The perpendicular plate extends vertically downward from the cribriform plate, contributing to the superior portion of the nasal septum. This vertical partition divides the nasal cavity into two halves. While thin, the plate provides structural support for the airway and helps ensure proper airflow.

On either side of the perpendicular plate are the paired ethmoidal labyrinths, also referred to as the lateral masses. These cube-shaped masses contain a honeycomb arrangement of air-filled spaces called the ethmoidal air cells, which form the ethmoid sinuses. The lateral surface of each labyrinth is a smooth, thin plate known as the lamina papyracea, which forms the majority of the medial orbital wall.

The medial surface of the labyrinths projects into the nasal cavity, creating the superior and middle nasal conchae, or turbinates. These curved, shelf-like structures condition inhaled air by increasing the surface area of the nasal lining, warming, humidifying, and filtering the air before it reaches the lungs.

Clinical Relevance and Vulnerability

The ethmoid bone’s delicate, thin-walled structure and central location make it susceptible to damage and infection. Due to its close proximity to the brain and the eye, trauma to the midface can result in severe complications. High-energy impacts, such as those sustained in motor vehicle accidents, can lead to naso-orbito-ethmoid (NOE) fractures, involving the nasal bones, orbits, and the ethmoid complex.

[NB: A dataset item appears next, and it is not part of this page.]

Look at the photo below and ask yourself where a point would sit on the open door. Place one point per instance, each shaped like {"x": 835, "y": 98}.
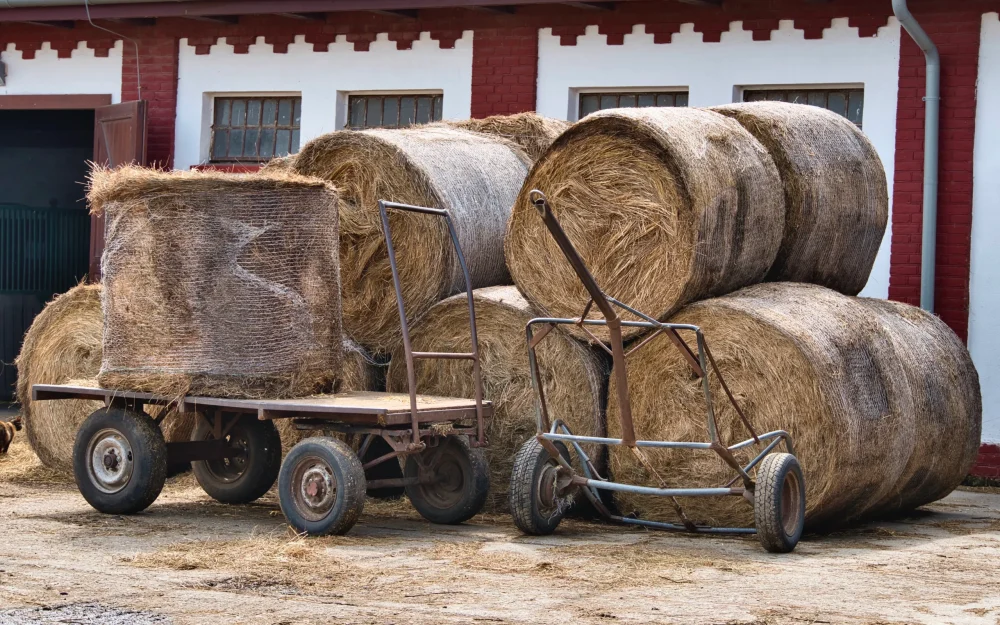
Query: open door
{"x": 119, "y": 139}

Fractures of the cribriform plate are a significant concern because they breach the barrier between the nasal cavity and the braincase. This damage can cause cerebrospinal fluid (CSF) to leak into the nasal cavity, a condition called CSF rhinorrhea. This leakage provides a direct pathway for bacteria from the nose to enter the cranial cavity, greatly increasing the risk of infections such as meningitis.

Damage to the olfactory nerve filaments passing through the cribriform plate is a common result of trauma, often leading to anosmia, the complete loss of the sense of smell. Fractures involving the ethmoidal labyrinths can also compromise the lamina papyracea, allowing air from the nasal cavity to enter the orbital tissues, resulting in orbital emphysema.

The ethmoidal air cells within the lateral masses are frequent sites of inflammation and infection, known as ethmoid sinusitis. The narrow drainage pathways of these sinuses can easily become blocked, trapping mucus and pathogens. This condition is managed with antibiotics or, in persistent cases, surgical intervention to widen the drainage channels.